Looking at things from the opposite angle
Having said that, I’m going to turn completely around and briefly suggest a defense for the case of encrypting first, then authenticating, second. That’s right. Ready? Alright, these following terms correlate to cryptanalytical theory that is far beyond the scope of this article, but they will prove to be invaluable to any academics who may peruse through this and find themselves fiending for a more extensive portrayal of the subject matter. As such, given the constraints of this article, and the general audience, I won’t actually provide the mathematical foundation; that’s up to the reader to explore further, and I’ll be more than glad to assist them in doing so.
Compositions and notions of security
So, without further ado, let’s lay these terms on the table. There are three compositions for encryption and authentication that are usually referenced: Authenticate-then-Encrypt (AtE), Encrypt-then-Authenticate (EtA), and Encrypt-and-Authenticate (E&A). I’m only going to focus on the first two: AtE and EtA, where the former is what we’ve already discussed in the bulk of this article, and the latter is a composition that, in many cases that I’ve encountered while analyzing a system, is the more responsible choice. Yes, I’ve spent the majority of this article advocating the principles behind AtE, and now, at the end, I’m suggesting that EtA is often the better, more simplistic, choice.
With AtE, you must be extra-meticulous, as there are fragilities that aren’t forgiving, and even the most subtle of changes can shift the scheme from secure to insecure. Remember, however, to be meticulous when instantiating an authentication scheme; that’s a given – with either AtE or EtA. Both compositions can be made secure and insecure; this has been demonstrated in practice.
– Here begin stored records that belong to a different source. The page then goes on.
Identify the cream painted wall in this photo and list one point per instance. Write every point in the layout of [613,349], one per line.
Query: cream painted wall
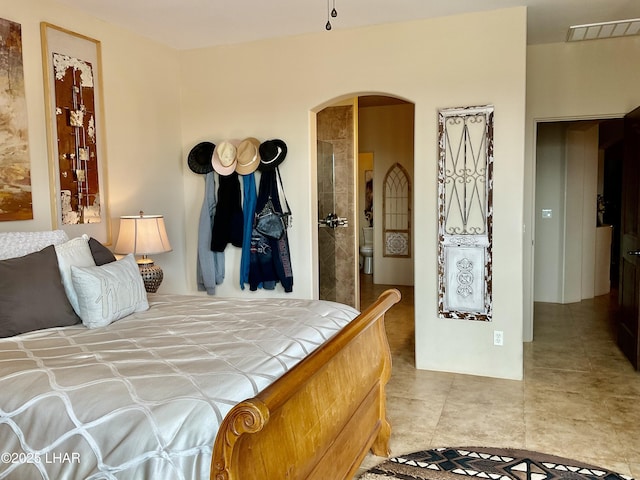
[142,122]
[580,80]
[271,89]
[387,131]
[550,187]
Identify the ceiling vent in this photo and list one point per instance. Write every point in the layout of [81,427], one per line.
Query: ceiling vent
[596,31]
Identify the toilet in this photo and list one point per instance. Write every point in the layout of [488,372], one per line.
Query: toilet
[366,250]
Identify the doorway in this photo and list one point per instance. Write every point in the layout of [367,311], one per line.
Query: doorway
[384,127]
[577,209]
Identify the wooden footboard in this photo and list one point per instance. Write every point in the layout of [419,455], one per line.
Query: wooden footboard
[320,419]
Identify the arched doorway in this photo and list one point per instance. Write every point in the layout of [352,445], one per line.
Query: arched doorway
[383,127]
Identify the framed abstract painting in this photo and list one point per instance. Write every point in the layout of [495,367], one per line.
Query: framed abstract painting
[15,163]
[75,132]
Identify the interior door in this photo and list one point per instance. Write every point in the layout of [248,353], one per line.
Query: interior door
[628,321]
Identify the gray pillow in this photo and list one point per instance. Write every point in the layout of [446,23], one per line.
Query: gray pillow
[32,296]
[101,254]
In the end, you may find that EtA is often the simpler choice, and makes a decent, de facto, default composition for newly deployed systems. In fact, a responsible suggestion, in my opinion, based on research results, is to authenticate the ciphertext of an IND-CPA secure encryption scheme, with a SUF-CMA MAC; this renders IND-CCA2 security and achieves INT-CTXT, which are desirable properties. (Also, consider relationships between notions of security, such as implications between indistinguishability and non-malleability, for example.)
While this is just one opinionated philosophy, there is one echo emanating from every approach to designing a secure channel – you need both confidentiality and integrity. If you find yourself habitually applying authentication wherever encryption exists, then hats off to you.